Bernard, while using my game plan, was improvising on the means of execution.

“What’s the reaction been to your pieces about the FfW hits?”

“They vary from sympathetic outrage, to those who want to know why I’m covering that instead of puking their press release about some new food product into my reports.” He glanced up. “You read them. What did you think?”

“Pretty brave.” I pointed to the nails. “No telling when someone on the other side might take umbrage and make you a target.”

“True, but how can I let that stop me? My job is to write about food and life on Basalt. These strikes are affecting both. Moreover, so many people here are willing to turn a blind eye to things, and yet that is not what our parents and grandparents did in establishing The Republic. If I don’t stand up against tyranny the way they did, am I a worthy heir to this life?”

“You clearly think the answer is, ‘no.’”

“And you don’t?” He brandished the knife. “You can say you don’t, but you do, Sam. You’d not have given money to the Foundation if you didn’t. You’d not be here helping.”

“I gave money because that was our deal, Quam. I’m helping because you have a knife.” I shrugged. “And even if you’re right, I don’t know that it’s worth my life.”

“I know it’s worth mine, but mine is not in jeopardy.” The fat man smiled ruefully. “I am Quam. Hard to forget, but easy to dismiss. When the Journal decides that with no nightlife there need be no Quam, I will fade. Even though my words should be taken seriously, they aren’t and won’t be.”

“You don’t think so?”

He laughed and his jowls quivered. “In this madhouse world? No. The government has made people angry, and likewise Emblyn has made them angry. Now, are the angry people a part of the government striking at enemies, or angry people striking at enemies, or hunks of both? The latter has to be true, because while angry people might protest and even riot, not many can field BattleMechs.”

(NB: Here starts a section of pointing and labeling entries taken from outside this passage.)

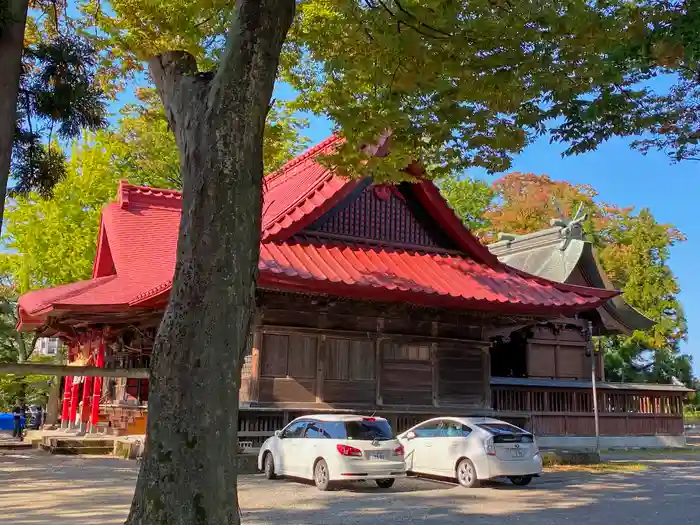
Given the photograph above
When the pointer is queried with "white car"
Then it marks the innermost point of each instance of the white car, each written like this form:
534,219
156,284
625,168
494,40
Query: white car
328,448
470,449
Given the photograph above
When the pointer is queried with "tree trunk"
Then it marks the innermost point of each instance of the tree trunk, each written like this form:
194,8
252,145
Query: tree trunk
188,474
11,47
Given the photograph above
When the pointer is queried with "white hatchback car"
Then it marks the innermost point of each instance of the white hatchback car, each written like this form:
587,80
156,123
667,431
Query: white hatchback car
330,448
471,449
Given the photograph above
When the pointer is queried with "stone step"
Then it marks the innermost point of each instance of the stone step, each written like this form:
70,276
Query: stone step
59,442
15,445
72,451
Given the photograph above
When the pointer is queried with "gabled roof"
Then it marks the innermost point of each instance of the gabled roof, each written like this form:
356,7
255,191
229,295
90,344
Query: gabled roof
562,254
136,254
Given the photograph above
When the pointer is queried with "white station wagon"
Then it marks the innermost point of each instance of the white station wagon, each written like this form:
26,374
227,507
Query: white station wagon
470,449
331,448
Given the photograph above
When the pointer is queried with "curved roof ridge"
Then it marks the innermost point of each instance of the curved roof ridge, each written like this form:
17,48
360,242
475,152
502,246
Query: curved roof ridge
271,178
127,192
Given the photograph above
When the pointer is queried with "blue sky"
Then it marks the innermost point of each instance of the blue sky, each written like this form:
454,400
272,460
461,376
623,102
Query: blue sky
621,176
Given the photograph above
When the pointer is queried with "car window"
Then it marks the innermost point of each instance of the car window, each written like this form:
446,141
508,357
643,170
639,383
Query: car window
368,429
335,429
295,429
502,428
316,430
428,430
453,429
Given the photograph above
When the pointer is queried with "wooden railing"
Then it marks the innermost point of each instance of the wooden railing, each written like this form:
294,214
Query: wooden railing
561,412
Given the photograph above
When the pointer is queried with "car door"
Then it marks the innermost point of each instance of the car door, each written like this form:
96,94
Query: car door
291,444
419,449
450,444
314,445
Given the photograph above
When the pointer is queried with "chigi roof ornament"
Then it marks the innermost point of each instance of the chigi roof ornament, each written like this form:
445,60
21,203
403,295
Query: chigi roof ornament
571,228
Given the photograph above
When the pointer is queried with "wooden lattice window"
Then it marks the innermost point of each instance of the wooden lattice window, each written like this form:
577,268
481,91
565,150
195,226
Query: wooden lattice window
289,355
349,360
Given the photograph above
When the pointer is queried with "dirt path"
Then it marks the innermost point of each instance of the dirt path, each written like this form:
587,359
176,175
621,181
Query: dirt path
39,489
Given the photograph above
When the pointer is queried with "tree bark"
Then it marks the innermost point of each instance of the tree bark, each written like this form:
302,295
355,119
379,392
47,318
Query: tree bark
188,474
11,47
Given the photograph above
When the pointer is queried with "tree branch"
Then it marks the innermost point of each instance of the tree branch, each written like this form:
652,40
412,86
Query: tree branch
253,47
411,26
168,70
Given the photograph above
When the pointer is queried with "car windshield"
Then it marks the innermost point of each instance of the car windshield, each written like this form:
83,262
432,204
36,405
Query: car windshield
368,430
501,428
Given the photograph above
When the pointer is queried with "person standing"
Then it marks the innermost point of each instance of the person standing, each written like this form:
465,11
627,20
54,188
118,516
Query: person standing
17,431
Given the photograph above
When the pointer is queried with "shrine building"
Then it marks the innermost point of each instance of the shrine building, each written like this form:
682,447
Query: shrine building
370,298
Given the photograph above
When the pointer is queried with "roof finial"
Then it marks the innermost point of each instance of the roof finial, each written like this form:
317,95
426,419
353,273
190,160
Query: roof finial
570,228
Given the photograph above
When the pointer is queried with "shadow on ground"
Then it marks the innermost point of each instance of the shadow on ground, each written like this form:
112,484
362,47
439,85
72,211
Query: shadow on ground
52,490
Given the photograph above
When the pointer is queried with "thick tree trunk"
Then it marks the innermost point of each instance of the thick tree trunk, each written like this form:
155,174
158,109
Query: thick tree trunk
11,47
188,475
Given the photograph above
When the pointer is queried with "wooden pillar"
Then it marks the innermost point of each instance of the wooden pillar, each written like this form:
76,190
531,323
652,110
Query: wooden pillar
75,391
97,388
378,343
85,403
435,366
87,395
53,403
320,367
65,409
254,383
486,363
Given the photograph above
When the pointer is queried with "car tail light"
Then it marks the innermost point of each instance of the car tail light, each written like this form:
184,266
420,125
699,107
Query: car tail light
347,450
490,447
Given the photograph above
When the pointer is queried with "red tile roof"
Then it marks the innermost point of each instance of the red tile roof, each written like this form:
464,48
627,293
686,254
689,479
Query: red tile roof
137,247
420,278
301,191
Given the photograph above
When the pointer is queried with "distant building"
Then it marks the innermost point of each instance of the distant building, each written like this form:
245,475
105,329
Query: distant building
47,346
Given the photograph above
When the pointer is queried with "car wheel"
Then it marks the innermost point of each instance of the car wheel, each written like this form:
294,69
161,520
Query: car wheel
466,474
385,483
520,481
269,466
321,475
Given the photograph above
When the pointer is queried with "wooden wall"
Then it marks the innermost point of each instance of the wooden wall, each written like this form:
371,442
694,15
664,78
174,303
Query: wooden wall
292,366
559,352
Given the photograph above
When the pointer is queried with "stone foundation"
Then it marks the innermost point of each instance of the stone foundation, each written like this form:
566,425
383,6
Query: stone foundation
610,442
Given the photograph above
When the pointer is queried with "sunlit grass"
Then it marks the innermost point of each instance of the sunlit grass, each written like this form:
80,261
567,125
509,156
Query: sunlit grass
605,467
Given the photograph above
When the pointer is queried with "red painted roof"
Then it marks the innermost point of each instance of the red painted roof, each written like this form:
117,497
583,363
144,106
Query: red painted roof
300,192
421,278
137,245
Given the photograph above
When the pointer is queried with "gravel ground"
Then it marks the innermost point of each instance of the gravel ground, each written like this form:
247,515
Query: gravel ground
39,489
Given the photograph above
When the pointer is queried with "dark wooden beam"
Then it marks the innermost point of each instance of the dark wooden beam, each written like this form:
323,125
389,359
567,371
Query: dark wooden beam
63,370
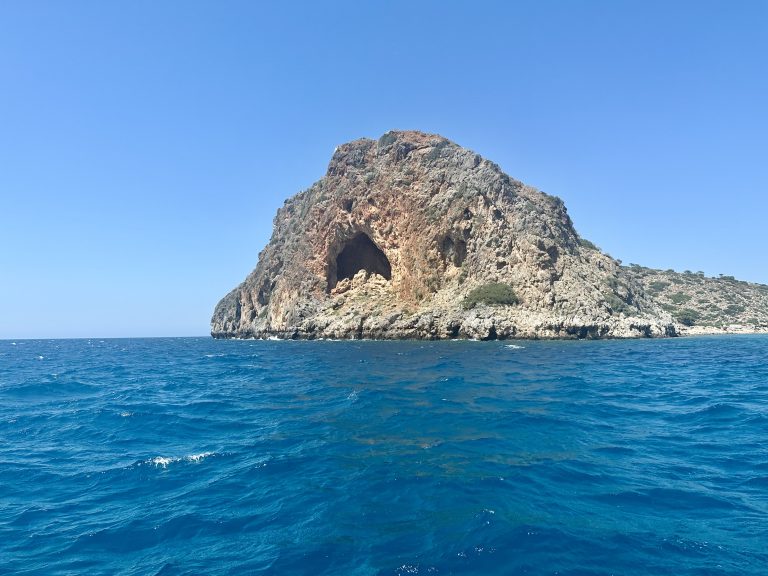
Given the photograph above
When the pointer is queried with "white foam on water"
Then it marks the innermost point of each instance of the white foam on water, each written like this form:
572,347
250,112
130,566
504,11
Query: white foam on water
198,457
165,461
162,461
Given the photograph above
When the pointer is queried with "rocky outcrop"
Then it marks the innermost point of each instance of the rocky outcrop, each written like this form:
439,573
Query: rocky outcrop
704,305
396,235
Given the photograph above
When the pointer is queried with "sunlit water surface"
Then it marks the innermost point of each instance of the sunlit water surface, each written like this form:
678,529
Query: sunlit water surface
195,456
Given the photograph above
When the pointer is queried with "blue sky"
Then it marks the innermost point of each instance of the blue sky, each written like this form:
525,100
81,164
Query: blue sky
145,146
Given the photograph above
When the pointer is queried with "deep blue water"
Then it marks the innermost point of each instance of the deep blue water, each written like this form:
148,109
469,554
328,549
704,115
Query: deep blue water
195,456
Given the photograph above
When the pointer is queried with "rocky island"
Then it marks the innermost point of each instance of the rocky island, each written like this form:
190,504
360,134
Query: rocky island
413,236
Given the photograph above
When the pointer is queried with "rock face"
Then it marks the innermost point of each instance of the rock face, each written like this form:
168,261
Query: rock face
707,305
396,235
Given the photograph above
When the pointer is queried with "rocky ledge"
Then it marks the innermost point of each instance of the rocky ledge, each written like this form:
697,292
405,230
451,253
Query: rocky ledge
413,236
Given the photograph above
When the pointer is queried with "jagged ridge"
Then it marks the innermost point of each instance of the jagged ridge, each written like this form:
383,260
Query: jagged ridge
389,243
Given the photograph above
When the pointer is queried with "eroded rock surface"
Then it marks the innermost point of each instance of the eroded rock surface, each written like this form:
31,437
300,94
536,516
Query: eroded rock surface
392,239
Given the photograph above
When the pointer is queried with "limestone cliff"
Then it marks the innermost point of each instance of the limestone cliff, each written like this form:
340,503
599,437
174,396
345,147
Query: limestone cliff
397,238
704,305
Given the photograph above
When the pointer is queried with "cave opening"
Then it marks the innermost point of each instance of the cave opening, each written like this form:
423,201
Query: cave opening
359,253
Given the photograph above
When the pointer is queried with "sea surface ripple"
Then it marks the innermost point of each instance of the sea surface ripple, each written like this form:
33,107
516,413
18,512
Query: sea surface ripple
196,456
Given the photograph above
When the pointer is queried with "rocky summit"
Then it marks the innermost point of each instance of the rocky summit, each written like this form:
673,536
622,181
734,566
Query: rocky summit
413,236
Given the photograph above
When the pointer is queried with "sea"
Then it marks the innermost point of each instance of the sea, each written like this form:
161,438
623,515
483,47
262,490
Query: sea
186,456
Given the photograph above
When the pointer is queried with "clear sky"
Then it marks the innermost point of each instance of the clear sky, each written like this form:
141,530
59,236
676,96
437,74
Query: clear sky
145,146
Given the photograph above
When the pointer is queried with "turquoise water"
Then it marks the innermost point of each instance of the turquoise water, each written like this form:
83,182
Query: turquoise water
196,456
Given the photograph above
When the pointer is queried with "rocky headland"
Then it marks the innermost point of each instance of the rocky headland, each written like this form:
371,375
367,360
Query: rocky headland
413,236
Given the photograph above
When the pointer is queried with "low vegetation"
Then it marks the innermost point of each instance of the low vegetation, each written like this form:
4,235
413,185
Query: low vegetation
495,294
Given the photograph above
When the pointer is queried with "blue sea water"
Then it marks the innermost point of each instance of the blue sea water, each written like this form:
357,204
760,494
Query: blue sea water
197,456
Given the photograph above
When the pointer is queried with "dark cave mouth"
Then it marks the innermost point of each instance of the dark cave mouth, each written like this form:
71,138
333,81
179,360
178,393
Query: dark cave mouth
359,253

“That’s a point the press seems to have missed.”

“No, it’s a point that the Constabulary has asked the media to back away from. They don’t want to start a panic.” He waved the knife toward the dining area. “Two weeks ago, two sittings would be almost full. Now we turn people away. There already is a panic.”

“More astute observations.”

“I’ll give you one more to mull while you stuff those birds, Sam. This is going to get a lot worse before it gets better. The ’Mechs that attacked the Palace aren’t the last we’ll see on Basalt. When the real shooting starts, it will be bad. Instead of feeding people, this place will be turned into a charnel house. And if that doesn’t make you lose your appetite, nothing ever will.”

34

That which does not kill us makes us stronger.

—Old saying

Or it just leaves us weaker for the next thing that wants to kill us. And the next thing. And the next thing.

—Mason Dunne

Manville, Capital District

Basalt

Prefecture IV, Republic of the Sphere

22 February 3133

I stuck around and helped serve the meals I’d prepared. I guess, in part, it was because I was feeling guilty over the trouble I’d instigated. The people who came in were grateful for the food, and many were the offers to help clean up. In fact, the last seating helped clean the room, stacked chairs, and there was no segregation. A cynic might have noted that trouble makes brothers of us all, but I tended to think that some people were able to put aside petty and benign differences to help each other. That was what I would have expected from reading about Basalt, and here I saw it. Bernard might be pushing divisive ideas, but his sister was unifying people.